Saturday 8 January 2011

The History of Middle Earth - A Chapter by Chapter Exploration

Some former students (including yours truly) of Dr Dimitra Fimi's excellent
Tolkien Myth and Middle Earth in Context through the University of Wales (UWIC) have banded together as a group called the Tolk-lings to start a chapter by chapter exploration of the twelve volume bedrock of Tolkien scholarship The History of Middle Earth. Thanks to Dr. Fimi and UWIC we have been given permission to use the UWIC Fantasy literature discussion board to explore and discuss each chapter and very excited with the group of UWIC students and others who are joining in
(and anyone can join as well)

Another thread of this blog, in addition to Wagner and Tolkien, will be some key observations On The History of Middle Earth as I journey chapter by chapter through it with a specific focus on the development in the legendarium of the language system of the Elves and Men (we have now received our first glimpse of the language of the first men, Taliska is Parma Eldalamberon 19)
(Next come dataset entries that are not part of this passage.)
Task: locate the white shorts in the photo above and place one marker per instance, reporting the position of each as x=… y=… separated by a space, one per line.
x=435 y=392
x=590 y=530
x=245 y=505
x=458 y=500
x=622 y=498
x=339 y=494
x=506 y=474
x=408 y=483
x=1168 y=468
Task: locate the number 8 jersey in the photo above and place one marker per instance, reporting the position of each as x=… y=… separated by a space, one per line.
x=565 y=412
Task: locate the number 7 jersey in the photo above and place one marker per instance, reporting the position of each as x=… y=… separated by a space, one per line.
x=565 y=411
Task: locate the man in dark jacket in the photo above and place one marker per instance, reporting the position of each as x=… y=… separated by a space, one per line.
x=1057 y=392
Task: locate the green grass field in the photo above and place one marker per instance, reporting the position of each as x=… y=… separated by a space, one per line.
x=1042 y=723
So here is my first posting on the first chapter of Book of Lost Tales One - The Cottage of Lost Play





Tolkien's Early Concept of the Olore Malle - The Path of Dreams

So much in the opening chapter so where does one start? Well, one concept that has always interested me mainly because it is introduced in this chapter and then slowly fades away (or does it) is the Olore Malle - the pathway of Dreams on which mortal children travel to Valinor in their dreams as Tolkien illustrates in the poem "You and Me and The Cottage of Lost Play (Lost Tales I, pp 28-31). As Christopher Tolkien says the entire conception of the Children who went to Valinor was to be abandoned almost without trace (Lost Tales I, p. 27) with only two other major references to it throughout the rest of the Book of Lost Tales. So this was a very early concept of travel into faerie through dreams which Tolkien brought into the development of the Book of Lost Tales and then "abandoned.". One of the most fascinating aspects of the Book of Lost Tales, for me, is even at this earliest point in the formal development of his legendarium, Tolkien had already developed a body of poetic works about his early world. John Garth's excellent Tolkien and the Great War and Dr Dimitra Fimi's award winning Tolkien, Race and Cultural History are key sources for charting the development of these pre Book of Lost Tales works and their influences. As Dr Fimi indicates an important early influence of Tolkien and the specific development of the Olore Malle was J.M Barrie's Peter Pan which Tolkien saw as a child. Dr Fimi indicates that the idea of children coming and staying in fairy land parallels the story in Barrie's Peter and Wendy in which reference is made to Peter Pan living with the fairies and who when children died accompanied them part of the way so they would not be frightened (Fimi, p.37). So this early concept comes out of the Edwardian and Victorian fairy tradition that soon faded, as did this concept, in the harsh light of the aftermath of World War One. But did it? Actually the concept of "travel" in dreams to faerie actually persists in Tolkien's writings as we will see later on in his time travel stories The Lost Road and The Notion Club Papers.

I was also struck on this re-read by how much of the atmosphere of the hall found it's way into the Hall of Fire in Rivendell where great tales are also told.

Works Cited

The Book of Lost Tales 1 in The History of Middle Earth (Part 1), edited by Christopher Tolkien. (London: HarperCollns: 2002)

Fimi, D (2010) Tolkien, Race and Cultural History: London: Palgrave







Also stop presses!!! Professor Corey Olsen otherwise known as The Tolkien Professor has announced a new course which he will make available for iPod listening called Faerie and Fantasy .

His course last year on Tolkien's major works was brilliant and I think a key event in Tolkien scholarship and looking at the reading list which includes Middle English literature, Chaucer, Dunsany, Lewis, Tolkien and more looks really exciting.

Professor Olsen should receive one of the rods of the Istari for opening up and allowing exploration of the works of Tolkien and others to international audiences!! I will be reading and listening along to this one.